What else does he like about living here? “I grew up in a five story walk-up in New York and slept on a foldout couch, so I feel like I’m staying in a Ritz Carlton or Four Seasons. It’s my own little enclave.” He relishes the quiet, the beauty of their surroundings. Yet he’s also a dyed-in-the-wool Easterner who appreciates the art center and great restaurants just outside the plantation. When they’re at home, however, Bob and Heather shy away from diversions, except for the company of the truly interesting people who make up their community. “We don’t watch much TV or go to movies. When we’re home, we just enjoy every minute of it.”

Home Highlights

REBUILT: March 2002-May 2003 (acquired 2001)

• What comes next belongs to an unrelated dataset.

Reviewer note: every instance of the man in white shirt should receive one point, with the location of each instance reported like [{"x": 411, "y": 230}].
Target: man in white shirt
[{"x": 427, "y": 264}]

LOCATION: A tidal marsh on Broad Creek in Wexford Plantation

STYLE: British colonial, the prevailing architecture in Wexford Plantation

CONSTRUCTION: “The world’s most elegant bunker”: poured concrete walls with steel reinforced bars running horizontally and vertically

EXTERIOR: Stucco scored to look like limestone, raised-seam metal roof

HIS FAVORITE ROOM: “The library — I’m a voracious reader”

HER FAVORITE ROOM: Heather spends the majority of her free time in the great room (comprising kitchen, family area, nook, and sun room)

AT-HOME PASTIMES: Playing golf and watching the egrets, herons, pelicans, sunsets, and passing kayaks

HOUSEBUILDING TIP: “The more active you can be, the more time you can spend with the builder, the better the experience will be.”